Luca hesitou antes de responder, ciente da frustração crescente no Don.

— É uma reunião entre famílias, Vittorio. Alianças importantes serão feitas. Não podemos enviar um representante. Você é o Don!

Antes que Vittorio pudesse retrucar, a porta foi aberta novamente e Alonso, outro de seus homens de confiança, entrou com um sorriso zombeteiro. Ele ignorou o clima tenso e se serviu de uma dose de uísque, lançando um olhar cúmplice para Luca.

— Duas horas com aquelas gatas e ele ainda está assim? — provocou Alonso.

— Vão para a putta que pariu e me deixem em paz! — Vittorio apontou um dedo para os dois, irritado.

Fechou-se no banheiro, batendo a porta com força. Do quarto, ouvia as risadas abafadas de Luca e Alonso. Apenas eles tinham permissão para ultrapassar certos limites, qualquer outro homem já estaria morto por muito menos.

Sozinho, Vittorio encarou novamente o espelho. A imagem refletida era a de um homem imponente, com a beleza que mais parecia uma maldição. Seu rosto angelical e sua voz grave e sedutora eram armas que confundiam até os mais experientes, mas ele sabia que por trás daquela aparência havia um monstro, um líder cruel e implacável que construiu seu império com sangue e medo.

Na máfia, havia regras que nem mesmo ele podia quebrar. Como Don, precisava de um herdeiro legítimo para garantir a continuidade do poder. Os acordos feitos entre seu padrinho e o Don grego o pressionavam, mas Vittorio era inflexível: nenhuma tradição o forçaria a se casar ou ceder às exigências de outro homem.

“Amor é fraqueza”. — pensou. Havia aprendido isso da pior forma, com a morte de seus pais. Para Vittorio, não existia espaço para sentimentos. As mulheres que passavam por sua cama sabiam das regras, nunca o tocavam, nunca o beijavam e jamais alimentavam esperanças de algo mais.

Respirando fundo, ele passou a mão pelo cabelo loiro, seus olhos azuis brilhando com uma determinação sombria.

— Você é um filho da puta sádico, Vittorio Moretti. Está para nascer a mulher que o fará mudar.

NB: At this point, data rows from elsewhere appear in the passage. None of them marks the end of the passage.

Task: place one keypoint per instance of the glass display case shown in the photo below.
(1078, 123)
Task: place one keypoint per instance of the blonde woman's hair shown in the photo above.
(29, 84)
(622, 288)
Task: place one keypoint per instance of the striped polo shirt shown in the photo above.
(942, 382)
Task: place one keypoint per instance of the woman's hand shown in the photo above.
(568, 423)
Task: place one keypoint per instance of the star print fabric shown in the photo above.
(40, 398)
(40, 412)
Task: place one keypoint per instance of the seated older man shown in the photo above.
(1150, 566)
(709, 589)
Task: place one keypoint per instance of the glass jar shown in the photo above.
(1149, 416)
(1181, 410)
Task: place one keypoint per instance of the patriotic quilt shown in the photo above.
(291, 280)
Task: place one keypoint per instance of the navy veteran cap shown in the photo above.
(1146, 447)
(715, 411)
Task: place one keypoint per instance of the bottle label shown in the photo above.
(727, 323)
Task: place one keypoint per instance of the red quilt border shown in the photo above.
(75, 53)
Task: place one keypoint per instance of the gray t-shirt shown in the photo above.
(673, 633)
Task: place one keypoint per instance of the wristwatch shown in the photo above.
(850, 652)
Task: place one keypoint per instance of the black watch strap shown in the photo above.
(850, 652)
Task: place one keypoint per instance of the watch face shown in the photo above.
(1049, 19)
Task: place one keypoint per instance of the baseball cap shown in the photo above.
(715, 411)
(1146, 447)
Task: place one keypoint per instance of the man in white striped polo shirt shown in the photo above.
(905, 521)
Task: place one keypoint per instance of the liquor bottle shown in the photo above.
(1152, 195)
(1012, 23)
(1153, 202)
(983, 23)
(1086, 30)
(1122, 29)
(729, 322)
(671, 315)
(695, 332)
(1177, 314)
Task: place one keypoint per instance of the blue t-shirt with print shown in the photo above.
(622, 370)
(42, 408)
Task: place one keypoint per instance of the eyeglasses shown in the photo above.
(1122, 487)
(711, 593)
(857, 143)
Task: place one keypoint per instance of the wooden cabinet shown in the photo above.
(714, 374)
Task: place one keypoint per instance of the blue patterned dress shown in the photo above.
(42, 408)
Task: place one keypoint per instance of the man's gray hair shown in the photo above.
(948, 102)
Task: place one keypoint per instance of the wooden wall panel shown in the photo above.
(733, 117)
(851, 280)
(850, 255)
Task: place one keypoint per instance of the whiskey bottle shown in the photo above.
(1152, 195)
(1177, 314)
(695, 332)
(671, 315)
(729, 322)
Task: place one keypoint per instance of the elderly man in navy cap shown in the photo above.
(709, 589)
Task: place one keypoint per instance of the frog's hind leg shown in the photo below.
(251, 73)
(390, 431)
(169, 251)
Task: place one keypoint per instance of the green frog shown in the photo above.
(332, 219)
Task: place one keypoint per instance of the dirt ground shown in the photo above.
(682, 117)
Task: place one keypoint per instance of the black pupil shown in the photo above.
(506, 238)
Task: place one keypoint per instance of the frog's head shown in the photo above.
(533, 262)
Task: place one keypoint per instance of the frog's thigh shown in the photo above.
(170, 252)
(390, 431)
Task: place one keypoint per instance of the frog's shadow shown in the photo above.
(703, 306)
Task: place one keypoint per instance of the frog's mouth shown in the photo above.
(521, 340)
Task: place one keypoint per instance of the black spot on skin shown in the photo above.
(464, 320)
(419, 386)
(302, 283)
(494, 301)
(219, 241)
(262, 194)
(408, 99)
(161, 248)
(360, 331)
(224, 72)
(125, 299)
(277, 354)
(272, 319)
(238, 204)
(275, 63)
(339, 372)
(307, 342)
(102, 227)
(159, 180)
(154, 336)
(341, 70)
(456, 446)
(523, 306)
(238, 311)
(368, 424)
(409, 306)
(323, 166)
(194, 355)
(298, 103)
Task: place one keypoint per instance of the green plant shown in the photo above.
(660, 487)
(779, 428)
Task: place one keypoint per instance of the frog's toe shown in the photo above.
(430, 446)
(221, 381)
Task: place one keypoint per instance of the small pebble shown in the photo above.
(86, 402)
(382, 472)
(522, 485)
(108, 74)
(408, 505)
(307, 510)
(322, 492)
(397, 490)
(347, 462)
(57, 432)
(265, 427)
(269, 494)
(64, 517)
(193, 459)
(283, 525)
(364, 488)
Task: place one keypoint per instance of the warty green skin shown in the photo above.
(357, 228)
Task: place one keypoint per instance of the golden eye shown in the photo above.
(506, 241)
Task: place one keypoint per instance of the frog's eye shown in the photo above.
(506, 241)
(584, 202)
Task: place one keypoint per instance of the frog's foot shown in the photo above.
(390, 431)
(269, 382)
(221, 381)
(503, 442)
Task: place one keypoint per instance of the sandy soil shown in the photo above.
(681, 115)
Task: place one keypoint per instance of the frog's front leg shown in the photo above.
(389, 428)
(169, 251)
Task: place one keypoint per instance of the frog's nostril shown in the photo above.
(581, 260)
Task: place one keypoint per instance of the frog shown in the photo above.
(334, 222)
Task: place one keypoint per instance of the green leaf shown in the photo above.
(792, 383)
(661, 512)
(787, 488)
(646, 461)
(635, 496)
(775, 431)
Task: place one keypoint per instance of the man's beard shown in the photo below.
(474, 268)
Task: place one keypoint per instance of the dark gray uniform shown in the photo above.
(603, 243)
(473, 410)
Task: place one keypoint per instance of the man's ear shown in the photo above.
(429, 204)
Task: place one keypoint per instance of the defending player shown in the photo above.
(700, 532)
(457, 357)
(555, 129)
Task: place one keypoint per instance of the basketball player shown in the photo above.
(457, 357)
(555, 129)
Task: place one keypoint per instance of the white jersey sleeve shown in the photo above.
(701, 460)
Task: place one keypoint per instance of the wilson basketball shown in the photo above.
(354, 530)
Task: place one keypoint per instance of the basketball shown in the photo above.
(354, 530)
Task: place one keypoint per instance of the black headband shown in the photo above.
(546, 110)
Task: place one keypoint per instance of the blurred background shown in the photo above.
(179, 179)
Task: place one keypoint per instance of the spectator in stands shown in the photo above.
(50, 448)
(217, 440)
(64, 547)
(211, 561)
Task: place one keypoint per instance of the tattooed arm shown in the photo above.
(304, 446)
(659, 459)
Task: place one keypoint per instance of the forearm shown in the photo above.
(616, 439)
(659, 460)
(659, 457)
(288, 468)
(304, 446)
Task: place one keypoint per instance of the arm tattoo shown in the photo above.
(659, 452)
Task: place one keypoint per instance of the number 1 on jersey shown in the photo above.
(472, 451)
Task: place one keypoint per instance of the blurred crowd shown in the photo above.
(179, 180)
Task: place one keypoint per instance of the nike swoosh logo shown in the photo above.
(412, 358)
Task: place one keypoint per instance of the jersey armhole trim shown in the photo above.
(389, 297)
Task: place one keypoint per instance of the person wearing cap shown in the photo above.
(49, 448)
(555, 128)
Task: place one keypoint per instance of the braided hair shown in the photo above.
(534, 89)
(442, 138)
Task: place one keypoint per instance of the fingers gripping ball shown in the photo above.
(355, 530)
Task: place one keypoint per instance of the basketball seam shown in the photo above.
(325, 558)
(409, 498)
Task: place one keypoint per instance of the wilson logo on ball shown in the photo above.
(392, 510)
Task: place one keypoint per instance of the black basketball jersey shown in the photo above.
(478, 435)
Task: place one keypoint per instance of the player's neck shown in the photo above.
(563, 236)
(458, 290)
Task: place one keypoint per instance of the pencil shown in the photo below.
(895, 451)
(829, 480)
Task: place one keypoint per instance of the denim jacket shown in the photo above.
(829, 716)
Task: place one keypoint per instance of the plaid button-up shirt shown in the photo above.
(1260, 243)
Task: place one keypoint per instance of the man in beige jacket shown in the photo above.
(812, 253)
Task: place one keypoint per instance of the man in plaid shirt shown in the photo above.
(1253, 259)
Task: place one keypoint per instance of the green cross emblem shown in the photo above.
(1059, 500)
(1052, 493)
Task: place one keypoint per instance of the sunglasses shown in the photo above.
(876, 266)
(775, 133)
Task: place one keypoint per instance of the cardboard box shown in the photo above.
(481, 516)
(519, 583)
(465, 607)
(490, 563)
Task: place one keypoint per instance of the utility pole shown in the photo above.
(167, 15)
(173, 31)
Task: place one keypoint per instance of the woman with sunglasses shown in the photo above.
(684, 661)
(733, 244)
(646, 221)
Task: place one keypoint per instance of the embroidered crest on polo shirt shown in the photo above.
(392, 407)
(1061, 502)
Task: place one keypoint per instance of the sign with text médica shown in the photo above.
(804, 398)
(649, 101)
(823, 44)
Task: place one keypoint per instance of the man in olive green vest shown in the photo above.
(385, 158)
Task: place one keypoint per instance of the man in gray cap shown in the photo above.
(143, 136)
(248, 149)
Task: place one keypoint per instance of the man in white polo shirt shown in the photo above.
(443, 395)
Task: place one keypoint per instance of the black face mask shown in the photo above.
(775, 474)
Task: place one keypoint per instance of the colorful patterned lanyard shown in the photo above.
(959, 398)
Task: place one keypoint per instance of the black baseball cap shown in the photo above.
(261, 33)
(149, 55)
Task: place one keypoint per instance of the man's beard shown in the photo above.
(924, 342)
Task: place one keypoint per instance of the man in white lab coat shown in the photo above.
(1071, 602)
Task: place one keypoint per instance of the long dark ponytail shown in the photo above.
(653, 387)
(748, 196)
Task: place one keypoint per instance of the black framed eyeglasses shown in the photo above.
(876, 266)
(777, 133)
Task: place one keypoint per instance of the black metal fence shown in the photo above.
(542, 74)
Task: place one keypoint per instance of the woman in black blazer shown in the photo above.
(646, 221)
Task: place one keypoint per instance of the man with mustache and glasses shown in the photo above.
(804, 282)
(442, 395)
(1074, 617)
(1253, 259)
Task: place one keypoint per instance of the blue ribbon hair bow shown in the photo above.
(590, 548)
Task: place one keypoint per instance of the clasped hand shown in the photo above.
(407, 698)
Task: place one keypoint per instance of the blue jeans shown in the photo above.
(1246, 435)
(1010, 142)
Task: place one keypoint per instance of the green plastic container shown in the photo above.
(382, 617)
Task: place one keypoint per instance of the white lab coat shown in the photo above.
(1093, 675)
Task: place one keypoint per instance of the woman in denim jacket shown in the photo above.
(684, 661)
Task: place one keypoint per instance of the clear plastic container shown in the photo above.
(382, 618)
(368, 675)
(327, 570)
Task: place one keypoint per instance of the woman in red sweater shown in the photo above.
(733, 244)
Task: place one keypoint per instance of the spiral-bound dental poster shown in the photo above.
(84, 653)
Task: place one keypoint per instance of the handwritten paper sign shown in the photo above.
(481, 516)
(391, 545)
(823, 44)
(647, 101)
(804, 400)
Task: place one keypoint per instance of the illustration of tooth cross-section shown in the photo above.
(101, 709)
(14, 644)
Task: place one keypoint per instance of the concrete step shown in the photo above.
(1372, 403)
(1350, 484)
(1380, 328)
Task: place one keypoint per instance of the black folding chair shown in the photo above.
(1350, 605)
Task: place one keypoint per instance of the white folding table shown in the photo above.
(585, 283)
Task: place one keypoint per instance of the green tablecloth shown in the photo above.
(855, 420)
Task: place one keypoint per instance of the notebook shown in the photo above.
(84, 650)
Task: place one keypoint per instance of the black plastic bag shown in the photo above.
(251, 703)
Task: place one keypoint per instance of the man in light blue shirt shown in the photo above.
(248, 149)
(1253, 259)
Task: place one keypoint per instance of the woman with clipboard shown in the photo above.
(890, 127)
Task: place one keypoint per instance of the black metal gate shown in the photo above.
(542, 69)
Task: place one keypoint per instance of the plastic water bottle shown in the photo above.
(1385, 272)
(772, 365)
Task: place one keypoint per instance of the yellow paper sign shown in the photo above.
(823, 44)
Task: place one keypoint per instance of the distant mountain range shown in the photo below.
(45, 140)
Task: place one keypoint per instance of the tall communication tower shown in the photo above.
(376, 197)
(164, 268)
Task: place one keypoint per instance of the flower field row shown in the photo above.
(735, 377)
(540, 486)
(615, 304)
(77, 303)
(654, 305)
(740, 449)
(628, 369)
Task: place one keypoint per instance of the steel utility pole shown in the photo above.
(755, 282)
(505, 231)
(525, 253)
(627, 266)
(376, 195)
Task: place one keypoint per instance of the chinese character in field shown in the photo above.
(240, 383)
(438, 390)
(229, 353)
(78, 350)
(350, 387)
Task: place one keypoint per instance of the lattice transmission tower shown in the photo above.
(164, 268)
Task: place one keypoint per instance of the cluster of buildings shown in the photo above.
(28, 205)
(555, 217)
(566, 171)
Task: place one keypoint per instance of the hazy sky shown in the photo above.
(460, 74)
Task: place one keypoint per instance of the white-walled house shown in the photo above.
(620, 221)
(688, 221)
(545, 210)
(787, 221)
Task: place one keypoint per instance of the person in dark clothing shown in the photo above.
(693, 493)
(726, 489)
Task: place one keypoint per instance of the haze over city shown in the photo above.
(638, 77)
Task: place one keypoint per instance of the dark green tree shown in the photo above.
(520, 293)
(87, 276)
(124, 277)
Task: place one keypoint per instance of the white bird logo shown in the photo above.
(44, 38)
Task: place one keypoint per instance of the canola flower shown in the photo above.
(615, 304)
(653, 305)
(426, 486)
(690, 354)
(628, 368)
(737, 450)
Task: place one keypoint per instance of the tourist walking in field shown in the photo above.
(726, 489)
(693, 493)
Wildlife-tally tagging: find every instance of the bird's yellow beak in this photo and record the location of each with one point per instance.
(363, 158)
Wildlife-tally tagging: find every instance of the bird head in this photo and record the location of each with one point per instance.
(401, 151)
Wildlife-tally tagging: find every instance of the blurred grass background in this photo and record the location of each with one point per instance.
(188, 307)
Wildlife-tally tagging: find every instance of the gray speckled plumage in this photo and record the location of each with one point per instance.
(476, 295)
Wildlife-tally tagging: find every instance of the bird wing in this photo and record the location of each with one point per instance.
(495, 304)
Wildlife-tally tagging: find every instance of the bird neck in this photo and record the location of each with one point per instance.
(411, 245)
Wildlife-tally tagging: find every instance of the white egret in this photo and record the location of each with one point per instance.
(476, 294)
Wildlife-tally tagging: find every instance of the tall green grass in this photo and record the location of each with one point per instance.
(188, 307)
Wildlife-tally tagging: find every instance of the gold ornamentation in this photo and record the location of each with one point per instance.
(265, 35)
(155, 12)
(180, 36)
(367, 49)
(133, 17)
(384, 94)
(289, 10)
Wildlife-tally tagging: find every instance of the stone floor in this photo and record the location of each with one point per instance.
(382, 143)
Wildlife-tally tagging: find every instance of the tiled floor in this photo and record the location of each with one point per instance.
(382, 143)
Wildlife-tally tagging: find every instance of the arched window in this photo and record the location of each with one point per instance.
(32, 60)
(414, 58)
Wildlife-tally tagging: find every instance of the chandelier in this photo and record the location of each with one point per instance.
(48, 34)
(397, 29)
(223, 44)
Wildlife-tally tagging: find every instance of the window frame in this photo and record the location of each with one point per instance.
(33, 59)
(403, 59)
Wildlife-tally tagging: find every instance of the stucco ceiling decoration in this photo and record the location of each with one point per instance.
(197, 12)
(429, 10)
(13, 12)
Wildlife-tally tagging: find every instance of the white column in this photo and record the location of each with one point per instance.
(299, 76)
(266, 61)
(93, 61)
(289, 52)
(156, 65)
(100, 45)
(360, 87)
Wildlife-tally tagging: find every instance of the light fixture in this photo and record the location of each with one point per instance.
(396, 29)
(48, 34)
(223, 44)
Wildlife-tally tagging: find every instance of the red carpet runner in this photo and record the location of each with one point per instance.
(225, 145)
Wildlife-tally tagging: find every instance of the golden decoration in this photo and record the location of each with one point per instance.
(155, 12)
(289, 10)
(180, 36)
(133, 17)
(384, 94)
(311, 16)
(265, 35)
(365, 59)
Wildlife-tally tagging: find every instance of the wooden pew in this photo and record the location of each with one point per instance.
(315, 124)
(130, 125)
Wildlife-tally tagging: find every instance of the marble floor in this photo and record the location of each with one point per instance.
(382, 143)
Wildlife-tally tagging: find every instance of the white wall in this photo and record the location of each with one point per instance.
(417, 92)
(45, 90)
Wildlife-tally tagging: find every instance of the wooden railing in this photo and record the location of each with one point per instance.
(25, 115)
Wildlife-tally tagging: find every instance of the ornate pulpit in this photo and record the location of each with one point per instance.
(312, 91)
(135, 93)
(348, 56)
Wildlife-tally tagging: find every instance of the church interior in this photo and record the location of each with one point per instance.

Enquanto a frase saía de seus lábios, um pressentimento inexplicável o invadiu. Algo estava por vir, algo que ele não podia prever e talvez nem mesmo controlar. 

Ele não sabia, mas o destino já estava traçado. Um nome, um rosto, uma memória há muito enterrada…

E, dessa vez, nem mesmo Vittorio Moretti poderia escapar das consequências.